Wednesday, October 26
8:00 PM-10:00 PM

Concurrent Invited Sessions I (12-18)

SESSION 17 - Toxicogenomics: A Strategy for Dissecting Toxicologic Exposures and Genetic Contributions to Complex Human Disease

Ballroom E-H

Co-Moderators: David A. Schwartz, National Institute of Environmental Health Sciences, Research Triangle Park, NC; and Marcy C. Speer, Duke University Medical Center, Durham, NC

"Environmental exposures can simplify complex human disease by narrowing the pathophysiologic phenotype." Human geneticists have long been aware of the interplay between genetics and the environment and how these interactions modulate the expression of a phenotype. New genomics approaches, including microarray expression analysis and proteomics assessments, are driving the novel field of toxicogenomics, aimed at identifying new genes and pathways that are relevant to environmentally-influenced diseases such as asthma, cancer, dementia, and birth defects. The toxicogenomic approach utilizes model systems to identify genes that are concordantly regulated across experimental systems such as C. elegans, zebrafish, rat and mouse when challenged with the same agent. Genes identified from these comparative approaches can then be tested as potential susceptibility genes in humans.
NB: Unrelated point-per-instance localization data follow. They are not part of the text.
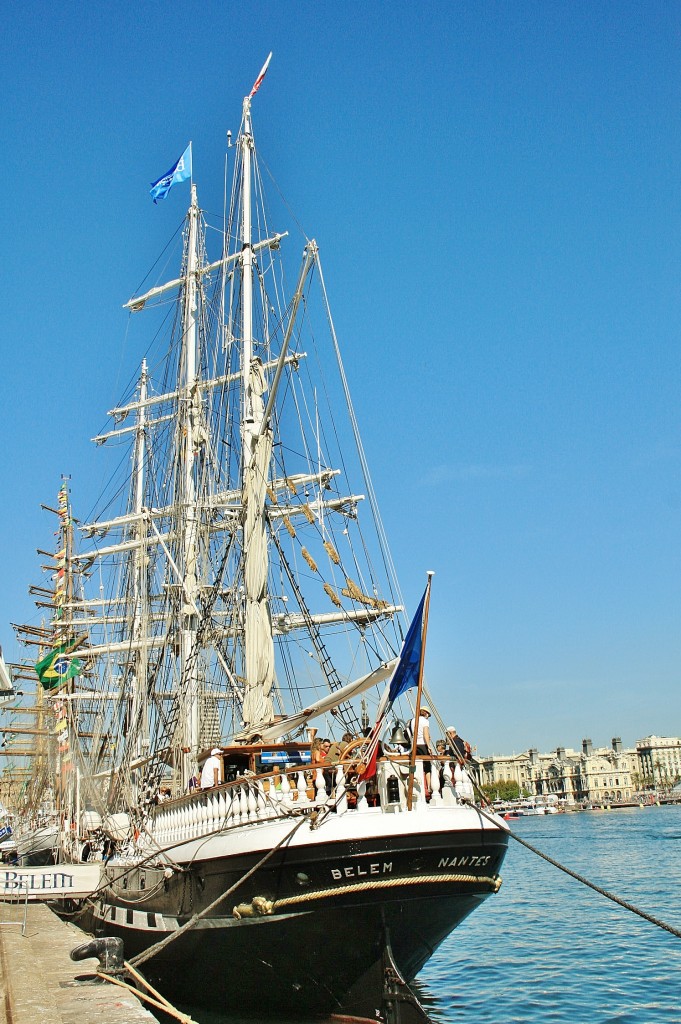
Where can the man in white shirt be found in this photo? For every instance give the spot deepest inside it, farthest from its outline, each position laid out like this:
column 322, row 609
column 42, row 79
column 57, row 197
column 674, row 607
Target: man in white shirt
column 423, row 745
column 210, row 774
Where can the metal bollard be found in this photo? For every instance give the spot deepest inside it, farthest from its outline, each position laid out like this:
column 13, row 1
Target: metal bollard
column 108, row 950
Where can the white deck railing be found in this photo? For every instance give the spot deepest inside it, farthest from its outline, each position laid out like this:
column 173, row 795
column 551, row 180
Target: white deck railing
column 259, row 798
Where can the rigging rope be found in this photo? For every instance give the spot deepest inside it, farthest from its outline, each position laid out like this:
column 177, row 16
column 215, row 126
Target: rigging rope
column 585, row 882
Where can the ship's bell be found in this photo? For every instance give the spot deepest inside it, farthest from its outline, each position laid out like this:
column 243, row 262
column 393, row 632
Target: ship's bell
column 397, row 736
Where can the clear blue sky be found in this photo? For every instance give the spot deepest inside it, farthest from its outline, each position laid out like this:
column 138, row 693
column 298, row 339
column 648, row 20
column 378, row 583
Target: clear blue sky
column 496, row 190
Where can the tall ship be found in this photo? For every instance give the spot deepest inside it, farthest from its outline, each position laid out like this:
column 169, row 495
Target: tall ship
column 230, row 602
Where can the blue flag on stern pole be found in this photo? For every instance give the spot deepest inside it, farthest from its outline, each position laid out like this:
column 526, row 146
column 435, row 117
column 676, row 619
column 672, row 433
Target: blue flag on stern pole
column 178, row 172
column 407, row 673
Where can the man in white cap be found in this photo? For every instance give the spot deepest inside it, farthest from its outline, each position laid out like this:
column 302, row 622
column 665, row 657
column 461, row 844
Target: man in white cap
column 462, row 754
column 210, row 774
column 423, row 745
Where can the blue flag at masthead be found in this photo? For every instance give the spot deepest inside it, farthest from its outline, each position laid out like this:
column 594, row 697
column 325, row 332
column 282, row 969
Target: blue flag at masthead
column 178, row 172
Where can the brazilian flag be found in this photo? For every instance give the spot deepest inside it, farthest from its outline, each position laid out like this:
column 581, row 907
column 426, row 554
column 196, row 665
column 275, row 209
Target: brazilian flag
column 56, row 667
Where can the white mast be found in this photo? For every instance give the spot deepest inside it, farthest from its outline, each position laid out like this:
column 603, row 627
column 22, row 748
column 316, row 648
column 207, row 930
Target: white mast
column 139, row 712
column 256, row 452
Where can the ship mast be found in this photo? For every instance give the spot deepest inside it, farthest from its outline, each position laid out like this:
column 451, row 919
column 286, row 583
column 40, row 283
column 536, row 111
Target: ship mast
column 256, row 452
column 139, row 711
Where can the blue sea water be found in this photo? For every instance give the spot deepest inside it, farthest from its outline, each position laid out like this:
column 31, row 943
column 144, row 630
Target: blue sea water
column 546, row 949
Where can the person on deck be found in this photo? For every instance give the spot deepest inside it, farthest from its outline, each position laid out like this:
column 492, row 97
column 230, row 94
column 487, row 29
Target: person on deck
column 423, row 747
column 461, row 750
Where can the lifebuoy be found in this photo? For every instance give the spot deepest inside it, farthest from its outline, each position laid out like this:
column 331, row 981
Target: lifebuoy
column 352, row 745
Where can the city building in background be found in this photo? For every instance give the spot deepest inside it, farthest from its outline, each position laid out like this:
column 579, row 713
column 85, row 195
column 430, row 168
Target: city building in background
column 602, row 774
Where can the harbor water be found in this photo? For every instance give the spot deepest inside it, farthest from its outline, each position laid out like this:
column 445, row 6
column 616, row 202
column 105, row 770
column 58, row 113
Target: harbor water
column 547, row 949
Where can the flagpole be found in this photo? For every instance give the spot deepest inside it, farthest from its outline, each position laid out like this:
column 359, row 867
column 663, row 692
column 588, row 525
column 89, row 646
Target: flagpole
column 412, row 760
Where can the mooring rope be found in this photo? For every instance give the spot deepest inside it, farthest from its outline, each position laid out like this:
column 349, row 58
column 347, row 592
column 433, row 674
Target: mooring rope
column 158, row 946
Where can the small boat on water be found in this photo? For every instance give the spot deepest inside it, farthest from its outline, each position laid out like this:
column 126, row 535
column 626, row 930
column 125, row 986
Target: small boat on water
column 193, row 654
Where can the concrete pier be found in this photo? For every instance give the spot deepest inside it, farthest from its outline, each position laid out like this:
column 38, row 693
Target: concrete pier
column 37, row 975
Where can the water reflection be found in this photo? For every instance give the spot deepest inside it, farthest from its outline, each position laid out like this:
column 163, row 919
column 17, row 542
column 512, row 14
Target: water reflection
column 546, row 948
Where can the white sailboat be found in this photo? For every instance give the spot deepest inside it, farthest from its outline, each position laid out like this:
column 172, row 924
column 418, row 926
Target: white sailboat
column 235, row 590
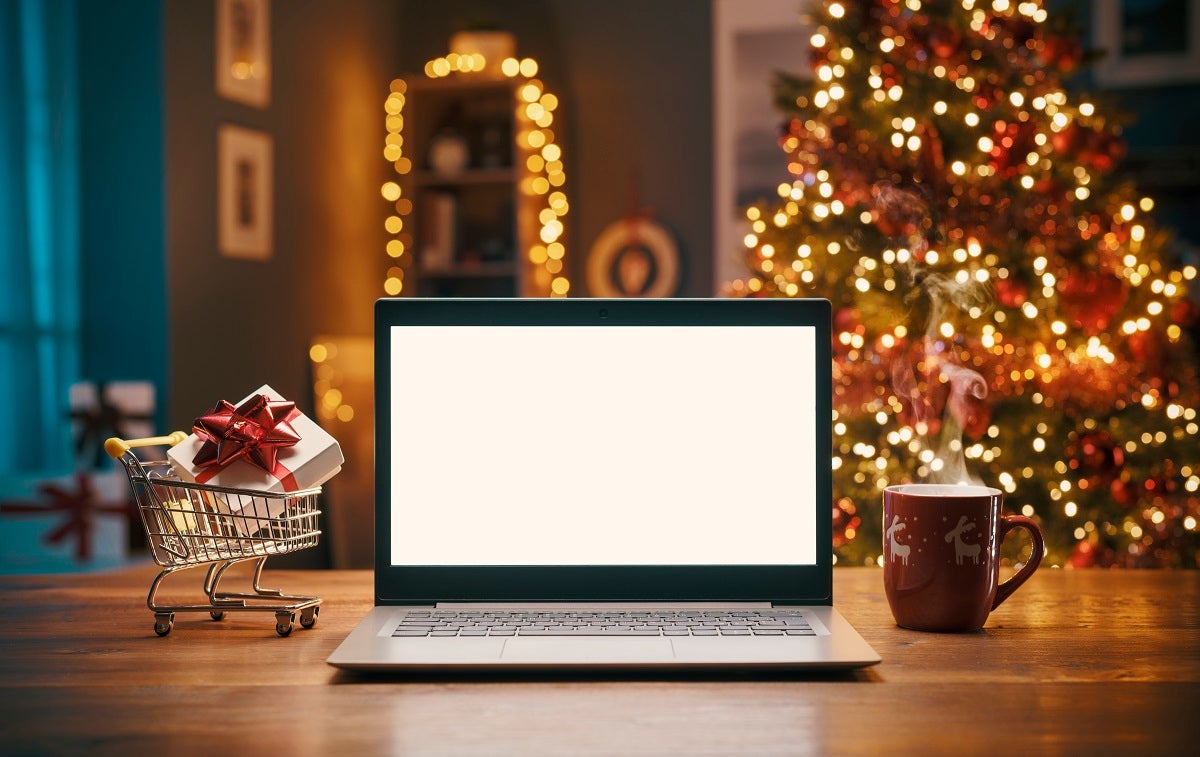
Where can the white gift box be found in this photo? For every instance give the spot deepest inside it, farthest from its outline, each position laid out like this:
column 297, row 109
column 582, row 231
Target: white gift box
column 312, row 461
column 100, row 410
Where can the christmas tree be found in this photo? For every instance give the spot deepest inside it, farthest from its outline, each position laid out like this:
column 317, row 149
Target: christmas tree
column 1005, row 310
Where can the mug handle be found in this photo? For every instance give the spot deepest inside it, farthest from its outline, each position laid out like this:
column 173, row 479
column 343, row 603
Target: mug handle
column 1008, row 523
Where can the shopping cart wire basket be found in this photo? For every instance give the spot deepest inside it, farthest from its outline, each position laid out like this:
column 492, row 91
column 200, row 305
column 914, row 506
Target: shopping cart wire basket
column 192, row 524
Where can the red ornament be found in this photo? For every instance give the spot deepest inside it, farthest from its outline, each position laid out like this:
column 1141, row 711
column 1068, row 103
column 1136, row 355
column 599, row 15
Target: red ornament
column 1090, row 299
column 845, row 522
column 945, row 41
column 1067, row 140
column 1011, row 292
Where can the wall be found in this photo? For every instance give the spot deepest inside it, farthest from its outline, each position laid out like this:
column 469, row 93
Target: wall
column 123, row 269
column 235, row 324
column 635, row 82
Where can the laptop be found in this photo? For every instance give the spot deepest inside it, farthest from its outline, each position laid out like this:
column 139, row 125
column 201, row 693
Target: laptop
column 581, row 484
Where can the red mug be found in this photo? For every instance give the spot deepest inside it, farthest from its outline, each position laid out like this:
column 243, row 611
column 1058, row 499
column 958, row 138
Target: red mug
column 941, row 554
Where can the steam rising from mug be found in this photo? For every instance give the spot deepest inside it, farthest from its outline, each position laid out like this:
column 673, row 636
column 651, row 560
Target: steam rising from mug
column 940, row 419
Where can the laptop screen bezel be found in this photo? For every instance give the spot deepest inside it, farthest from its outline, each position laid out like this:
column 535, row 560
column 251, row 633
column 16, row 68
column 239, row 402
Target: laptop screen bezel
column 400, row 584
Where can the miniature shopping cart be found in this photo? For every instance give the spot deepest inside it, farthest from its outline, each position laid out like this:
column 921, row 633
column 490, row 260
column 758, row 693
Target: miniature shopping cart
column 192, row 524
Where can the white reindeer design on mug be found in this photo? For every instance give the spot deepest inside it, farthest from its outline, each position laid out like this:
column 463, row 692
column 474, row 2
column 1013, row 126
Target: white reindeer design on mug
column 961, row 548
column 898, row 550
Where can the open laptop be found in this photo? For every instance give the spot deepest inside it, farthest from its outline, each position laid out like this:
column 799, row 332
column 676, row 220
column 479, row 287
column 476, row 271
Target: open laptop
column 603, row 482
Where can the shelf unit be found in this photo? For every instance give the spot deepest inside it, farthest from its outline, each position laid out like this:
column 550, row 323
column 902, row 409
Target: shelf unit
column 473, row 224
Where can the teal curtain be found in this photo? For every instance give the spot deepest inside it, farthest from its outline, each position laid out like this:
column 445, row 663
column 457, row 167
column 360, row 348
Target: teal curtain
column 39, row 232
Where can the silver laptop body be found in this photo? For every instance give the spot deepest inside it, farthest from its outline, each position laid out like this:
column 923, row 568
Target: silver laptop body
column 573, row 484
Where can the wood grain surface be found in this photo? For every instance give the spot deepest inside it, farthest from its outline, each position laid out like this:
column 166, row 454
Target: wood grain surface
column 1077, row 662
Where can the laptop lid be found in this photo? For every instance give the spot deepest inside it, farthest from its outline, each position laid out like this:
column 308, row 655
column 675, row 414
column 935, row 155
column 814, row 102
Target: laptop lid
column 603, row 450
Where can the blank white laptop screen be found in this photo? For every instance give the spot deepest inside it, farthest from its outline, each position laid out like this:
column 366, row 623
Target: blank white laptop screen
column 603, row 445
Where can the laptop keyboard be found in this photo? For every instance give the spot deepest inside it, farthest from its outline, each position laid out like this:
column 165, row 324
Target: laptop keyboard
column 418, row 623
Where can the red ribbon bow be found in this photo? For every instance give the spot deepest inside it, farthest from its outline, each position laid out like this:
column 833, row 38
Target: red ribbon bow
column 255, row 431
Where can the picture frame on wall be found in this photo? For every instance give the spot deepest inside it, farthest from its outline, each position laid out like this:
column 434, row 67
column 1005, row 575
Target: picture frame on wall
column 245, row 193
column 1146, row 42
column 751, row 41
column 244, row 50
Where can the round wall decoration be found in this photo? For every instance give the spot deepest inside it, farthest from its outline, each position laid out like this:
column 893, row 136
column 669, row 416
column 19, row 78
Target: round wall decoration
column 633, row 258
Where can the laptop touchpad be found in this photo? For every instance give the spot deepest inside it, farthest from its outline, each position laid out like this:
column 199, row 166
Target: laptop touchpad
column 587, row 649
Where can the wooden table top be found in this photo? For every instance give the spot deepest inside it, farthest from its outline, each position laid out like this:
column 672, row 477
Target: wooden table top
column 1075, row 662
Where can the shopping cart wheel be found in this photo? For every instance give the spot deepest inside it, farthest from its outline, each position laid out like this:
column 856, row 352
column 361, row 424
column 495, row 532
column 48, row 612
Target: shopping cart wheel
column 162, row 623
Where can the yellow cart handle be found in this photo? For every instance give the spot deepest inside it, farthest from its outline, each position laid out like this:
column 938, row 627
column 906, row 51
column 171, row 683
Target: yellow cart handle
column 115, row 446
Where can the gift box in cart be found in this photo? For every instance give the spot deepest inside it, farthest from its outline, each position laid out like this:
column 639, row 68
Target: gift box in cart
column 192, row 524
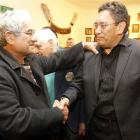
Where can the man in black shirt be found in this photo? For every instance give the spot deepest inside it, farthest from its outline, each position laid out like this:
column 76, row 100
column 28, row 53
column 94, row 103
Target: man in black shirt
column 111, row 79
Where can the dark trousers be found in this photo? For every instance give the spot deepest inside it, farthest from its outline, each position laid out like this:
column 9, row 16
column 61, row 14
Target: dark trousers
column 102, row 129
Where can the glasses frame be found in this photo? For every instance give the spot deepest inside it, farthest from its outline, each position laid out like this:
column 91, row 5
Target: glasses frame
column 102, row 25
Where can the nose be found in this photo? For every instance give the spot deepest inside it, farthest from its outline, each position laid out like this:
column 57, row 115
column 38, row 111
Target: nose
column 98, row 30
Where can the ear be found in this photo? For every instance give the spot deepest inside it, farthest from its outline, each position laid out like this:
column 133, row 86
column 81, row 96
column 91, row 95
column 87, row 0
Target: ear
column 10, row 38
column 121, row 27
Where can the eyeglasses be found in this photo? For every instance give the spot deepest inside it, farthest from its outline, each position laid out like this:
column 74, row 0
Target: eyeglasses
column 102, row 25
column 29, row 32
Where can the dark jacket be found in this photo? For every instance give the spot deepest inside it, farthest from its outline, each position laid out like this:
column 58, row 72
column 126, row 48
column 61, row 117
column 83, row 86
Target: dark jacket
column 25, row 111
column 63, row 80
column 126, row 88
In this session, general toxicologic approaches will be described in the context of WormTox, NIEHS's publicly available database of gene expression differences following environmental exposures to C. elegans. Then studies involving selenium and its chemoprotective effect on breast cancer in rat will be explored. Finally, human applications of this approach will focus on the importance of gene-environment interactions in neural tube defects and innate immunity. The identification of these environmentally-influenced genes and pathways opens new ground for approaches to gene identification in humans, along with the promise of genotype-specific clinical interventions.

8:00 PM WormTox: Strategies and resources for using C. elegans to identify candidate genes responsive to environmental exposures. Jonathan Freedman, Duke University, Durham, NC.

8:30 PM Selenium as a chemoprotective agent in rat mammary tumors. Helmut Zarbi, Fred Hutchinson Cancer Research Center, Seattle, WA.

9:00 PM Environmental triggers for human neural tube defects. Marcy C. Speer, Duke University Medical Center, Durham, NC.

9:30 PM Gene-environment interactions in innate immunity: From mouse QTLs to human genomics. David A. Schwartz.